JACK LUND:  Well, I guess I would answer it this way. I think whatever the investment is, I would tell the donor to do their homework, to know the agency, to dig in, to make sure that they’re achieving their outcomes, to make sure that they’re financially stable, to make sure that they have good leadership.


DOUG BAUER:  Wow. Well, there’s 1.5, 1.6 million charities in the United States. To pick just one would be hard. I would say this.

JACK LUND:  I have one in mind.

DOUG BAUER:  I know you do. And it’s a good one, Jack.

CONSUELO MACK: Gee, could it be the Y?

DOUG BAUER:  But no, I would say pick a charity that, A, is meaningful to you in a deep and real kind of way and that is also making a huge difference in the community. If you’re able to satisfy both of those dynamics, then I think you will have probably picked a good nonprofit.

CONSUELO MACK: What a great way to start the New Year on WEALTHTRACK with the two of you. So thank you so much. Doug Bauer from the Clark Foundation and Jack Lund from the YMCA of Greater New York. It is wonderful to have you both here. Thanks.

JACK LUND:  Thank you, Consuelo.

DOUG BAUER:  Thank you, thank you.


CONSUELO MACK: At the conclusion of every WEALTHTRACK, we give you one suggestion to help you build and protect your wealth over the long term. This week’s Action Point is: resolve to be a more effective giver this year. Jack Lund and Doug Bauer gave us some great suggestions to combine your head and heart in your giving. Get to know the organization, its leadership and programs you contribute to. Ask them for their strategic plans, annual reports or 990s, the major reporting form required by the IRS for non-profits. Knowledgeable giving is more effective and much more rewarding.

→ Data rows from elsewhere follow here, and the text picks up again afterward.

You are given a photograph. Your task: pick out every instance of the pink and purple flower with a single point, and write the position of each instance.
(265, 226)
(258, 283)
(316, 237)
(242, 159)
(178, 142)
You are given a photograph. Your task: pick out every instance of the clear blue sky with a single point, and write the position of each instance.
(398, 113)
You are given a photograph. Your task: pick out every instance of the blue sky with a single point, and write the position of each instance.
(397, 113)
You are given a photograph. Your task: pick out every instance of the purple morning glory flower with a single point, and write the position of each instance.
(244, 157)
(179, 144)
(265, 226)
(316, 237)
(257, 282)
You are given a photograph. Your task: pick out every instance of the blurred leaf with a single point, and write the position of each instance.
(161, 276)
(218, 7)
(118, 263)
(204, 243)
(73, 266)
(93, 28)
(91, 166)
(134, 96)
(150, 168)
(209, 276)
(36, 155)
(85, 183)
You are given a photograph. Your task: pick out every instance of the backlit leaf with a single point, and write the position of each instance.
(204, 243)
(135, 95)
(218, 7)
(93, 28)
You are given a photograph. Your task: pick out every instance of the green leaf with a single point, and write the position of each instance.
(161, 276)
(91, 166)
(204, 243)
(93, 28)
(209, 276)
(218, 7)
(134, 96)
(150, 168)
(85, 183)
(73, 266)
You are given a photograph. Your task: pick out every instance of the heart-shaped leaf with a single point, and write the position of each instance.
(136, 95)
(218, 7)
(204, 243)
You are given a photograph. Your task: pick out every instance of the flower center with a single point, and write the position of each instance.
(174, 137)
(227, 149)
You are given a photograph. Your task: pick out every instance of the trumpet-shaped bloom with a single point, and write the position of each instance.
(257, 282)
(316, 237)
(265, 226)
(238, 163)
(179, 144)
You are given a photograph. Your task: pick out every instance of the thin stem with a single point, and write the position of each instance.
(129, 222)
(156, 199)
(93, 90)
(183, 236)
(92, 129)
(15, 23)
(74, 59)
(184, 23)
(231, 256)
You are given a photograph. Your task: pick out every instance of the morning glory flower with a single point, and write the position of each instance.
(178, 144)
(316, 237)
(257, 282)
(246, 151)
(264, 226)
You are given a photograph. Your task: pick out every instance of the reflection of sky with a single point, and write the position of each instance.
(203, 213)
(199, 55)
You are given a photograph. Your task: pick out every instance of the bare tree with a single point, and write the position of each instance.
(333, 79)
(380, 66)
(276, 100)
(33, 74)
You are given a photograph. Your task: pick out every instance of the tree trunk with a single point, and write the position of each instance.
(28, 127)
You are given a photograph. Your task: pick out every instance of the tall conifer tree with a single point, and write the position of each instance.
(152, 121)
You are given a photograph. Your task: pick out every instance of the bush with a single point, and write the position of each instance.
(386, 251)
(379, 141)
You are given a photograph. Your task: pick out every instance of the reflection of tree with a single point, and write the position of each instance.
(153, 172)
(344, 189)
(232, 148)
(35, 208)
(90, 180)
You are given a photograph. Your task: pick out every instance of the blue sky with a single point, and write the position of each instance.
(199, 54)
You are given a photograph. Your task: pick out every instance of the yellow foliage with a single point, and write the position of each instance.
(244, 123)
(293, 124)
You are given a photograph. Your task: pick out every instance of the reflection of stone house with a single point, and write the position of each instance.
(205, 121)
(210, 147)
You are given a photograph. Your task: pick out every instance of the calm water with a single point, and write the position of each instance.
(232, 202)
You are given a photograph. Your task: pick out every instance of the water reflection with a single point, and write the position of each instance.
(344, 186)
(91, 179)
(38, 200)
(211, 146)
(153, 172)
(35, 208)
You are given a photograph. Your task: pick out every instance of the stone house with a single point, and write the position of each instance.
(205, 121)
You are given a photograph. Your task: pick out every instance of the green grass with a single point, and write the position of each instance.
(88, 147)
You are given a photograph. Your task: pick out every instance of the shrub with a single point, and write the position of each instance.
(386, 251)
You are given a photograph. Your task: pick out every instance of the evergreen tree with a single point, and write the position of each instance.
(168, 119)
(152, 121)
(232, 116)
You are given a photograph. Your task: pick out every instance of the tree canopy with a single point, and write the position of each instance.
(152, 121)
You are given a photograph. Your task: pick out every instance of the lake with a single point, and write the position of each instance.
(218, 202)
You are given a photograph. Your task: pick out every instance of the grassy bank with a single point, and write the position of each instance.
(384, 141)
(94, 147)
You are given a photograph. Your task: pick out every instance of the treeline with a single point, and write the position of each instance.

I hope you can join us next week for our annual television exclusive with Wall Street’s number one ranked economist for 30 years running. ISI Group’s Ed Hyman will join us with his 2013 outlook, only on WEALTHTRACK. If you would like to watch this program again, please go to our website, Premium subscribers can see future programs 48 hours in advance, and additional interviews with WEALTHTRACK guests are available in our WEALTHTRACK Extra feature. And that concludes this edition of WEALTHTRACK. Thank you so much for watching and make the week ahead a profitable and a productive one.